Casino licenses are not issued – they operate as “private clubs”.

For bookmakers, things are like this: first you need to obtain a certificate of professional aptitude from the Ministry of Justice. If a company submits the application, then at least two of the highest ranks of the company must have such certificates.

Then certificates are issued for the site – it must meet the requirements for betting points. An exception is the item on the horse track. Site certificate fee – 760 EUR. After that, the license itself. The license is issued for a period of 2 years. The fee is 500 EUR.

Licensed varieties of gambling

The following gambling is legal in Ireland:

  • poker;
  • betting;
  • tote;
  • casino games;
  • slots and gaming machines;
  • terminal games;
  • bingo and lottery.

Irish law does not distinguish between games of chance and games of skill. Poker is considered “legal play” if the conditions of the 1956 Act are met: the organizer does not receive any profit from the organized tournaments.

Casino games fall under the definition of gambling in the 1956 Act and are generally prohibited.
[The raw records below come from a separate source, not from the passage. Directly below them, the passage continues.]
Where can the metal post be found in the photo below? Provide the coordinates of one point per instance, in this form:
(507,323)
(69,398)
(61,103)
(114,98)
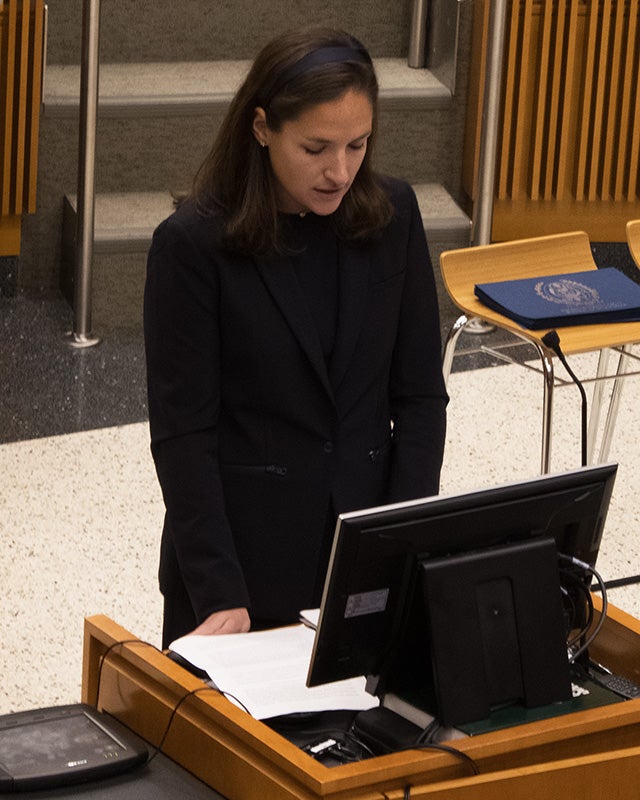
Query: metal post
(81,335)
(483,207)
(418,34)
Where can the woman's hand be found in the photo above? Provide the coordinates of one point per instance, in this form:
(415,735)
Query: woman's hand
(232,620)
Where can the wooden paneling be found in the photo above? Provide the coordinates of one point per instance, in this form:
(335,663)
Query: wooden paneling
(569,152)
(21,53)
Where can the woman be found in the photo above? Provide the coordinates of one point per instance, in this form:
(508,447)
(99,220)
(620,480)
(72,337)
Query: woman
(293,345)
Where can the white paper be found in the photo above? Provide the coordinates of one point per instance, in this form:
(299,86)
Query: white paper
(266,672)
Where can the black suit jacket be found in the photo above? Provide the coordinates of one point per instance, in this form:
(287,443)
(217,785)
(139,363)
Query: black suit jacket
(255,438)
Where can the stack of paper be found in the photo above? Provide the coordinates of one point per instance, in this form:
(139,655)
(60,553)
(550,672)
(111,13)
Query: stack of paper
(266,671)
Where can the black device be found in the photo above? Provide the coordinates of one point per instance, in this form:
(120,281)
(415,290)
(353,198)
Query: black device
(454,604)
(62,745)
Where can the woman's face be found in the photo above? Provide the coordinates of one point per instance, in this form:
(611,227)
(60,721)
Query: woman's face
(316,156)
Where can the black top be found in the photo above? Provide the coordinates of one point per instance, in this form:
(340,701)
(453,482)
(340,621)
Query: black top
(315,260)
(254,432)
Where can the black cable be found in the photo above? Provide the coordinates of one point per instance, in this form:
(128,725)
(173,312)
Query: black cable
(444,748)
(174,710)
(605,603)
(631,580)
(552,341)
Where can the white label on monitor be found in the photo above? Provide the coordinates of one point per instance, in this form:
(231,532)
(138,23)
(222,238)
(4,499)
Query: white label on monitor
(366,603)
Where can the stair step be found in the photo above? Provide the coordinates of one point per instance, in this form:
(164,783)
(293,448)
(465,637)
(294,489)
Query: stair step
(190,88)
(125,221)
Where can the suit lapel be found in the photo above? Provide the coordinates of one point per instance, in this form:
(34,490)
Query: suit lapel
(354,267)
(280,278)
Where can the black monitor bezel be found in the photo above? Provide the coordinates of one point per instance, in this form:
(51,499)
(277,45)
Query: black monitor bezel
(333,656)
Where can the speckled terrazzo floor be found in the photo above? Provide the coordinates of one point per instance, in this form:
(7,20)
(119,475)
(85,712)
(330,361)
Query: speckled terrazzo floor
(80,511)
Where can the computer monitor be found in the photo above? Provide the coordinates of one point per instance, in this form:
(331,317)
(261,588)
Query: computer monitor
(456,604)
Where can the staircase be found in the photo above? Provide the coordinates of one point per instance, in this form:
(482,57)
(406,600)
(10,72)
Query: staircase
(167,74)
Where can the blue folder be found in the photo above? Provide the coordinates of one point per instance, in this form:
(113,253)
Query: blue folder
(575,298)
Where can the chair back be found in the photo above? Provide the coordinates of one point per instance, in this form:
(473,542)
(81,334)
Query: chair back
(521,258)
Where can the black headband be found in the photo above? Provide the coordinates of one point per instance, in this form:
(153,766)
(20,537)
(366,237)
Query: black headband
(317,58)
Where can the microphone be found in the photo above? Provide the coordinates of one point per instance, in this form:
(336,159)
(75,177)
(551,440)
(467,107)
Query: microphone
(552,341)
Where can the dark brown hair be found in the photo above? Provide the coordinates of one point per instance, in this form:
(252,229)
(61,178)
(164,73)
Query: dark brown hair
(236,177)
Casinos do not legally exist, however anti-money laundering provisions apply to them.

Reform in licensed games

In general, the list of permitted games is formed by the Minister of Justice, Equality and Legal Reform. For certain categories in the General Scheme, there are the following provisions:

  • financial spreads (rates) will remain under the control of the Central Bank;
  • terminals at fixed rates (Fixed Odds Betting Terminals, FOBT) will remain prohibited, unlike the neighboring UK;
  • gaming machines will be allowed, they can be placed in individual points, bars, shopping centers and airports;
  • new categories of lotteries for charitable purposes will be introduced. Annual licenses will be issued to lotteries whose prize fund is more than EUR 250,000 per month;
  • scratch cards will receive separate license requirements. The maximum prize must not exceed 1,750 EUR.

Online games will also be quite affordable: the master plan is not going to limit the number of online casinos, bookmakers and other operators.

Online gambling in Ireland

Online gambling in Ireland does not yet have a clear licensing regime. In general, online gambling is prohibited. However, foreign operators (from the Isle of Man, Malta and others) offer their services to the residents of Ireland.

There are two types of online licenses: for the online bookmaker and for the online reseller. In the first case, players place bets with the bookmaker itself, in the second, the operator provides a platform where players exchange bets with each other.

The license for an online operator differs in that you do not need to obtain a certificate for the site. The license fee is EUR 10,000. The cost of the renewal depends on the operator’s income and varies between 10,000-500,000 EUR.

Popular slot machines in the country

We offer the most popular slot machines in Ireland:

  • Age of the Gods: King of Olympus;
  • White King;
  • Luck O ‘The Irish;
  • Stardust;
  • Goldwyn’s Fairies.

Age of the Gods: King of Olympus is a slot machine from Playtech. Contains 5 reels and offers 25 lines. There is a chance to get free spins with multipliers and additional wilds, as well as one of four progressive jackpots.

White King is a five reel slot machine from Playtech with 40 pay lines. There is a chance to get free spins with special “wild” symbols.

Luck O ‘The Irish is a 5 reel 40 payline slot from WGS. There is a chance to get free spins with special “wild” symbols.

Stardust is a slot machine from Microgaming. Contains 5 reels and 40 lines. As the game progresses, the user collects 10 gems to get free spins. Free spins give 1,024 ways to win. There is a chance to get respins.

Goldwyn’s Fairies is a 5 reel slot from Microgaming. Offers 20 lines, three wild symbols, respins, free spins.


The development of a legal gambling business in Ireland is severely hampered by the lack of well-developed legislation. Most of it is a “gray” market both among land-based “private” clubs and on online platforms. The government is losing quite serious amounts of taxes that could have come to the treasury from operators.

The Irish are considered one of the most gambling nations. The annual market volume is estimated at almost 2 billion EUR. With a good legal basis, as in neighboring Great Britain, the gambling business could provide good income for the state.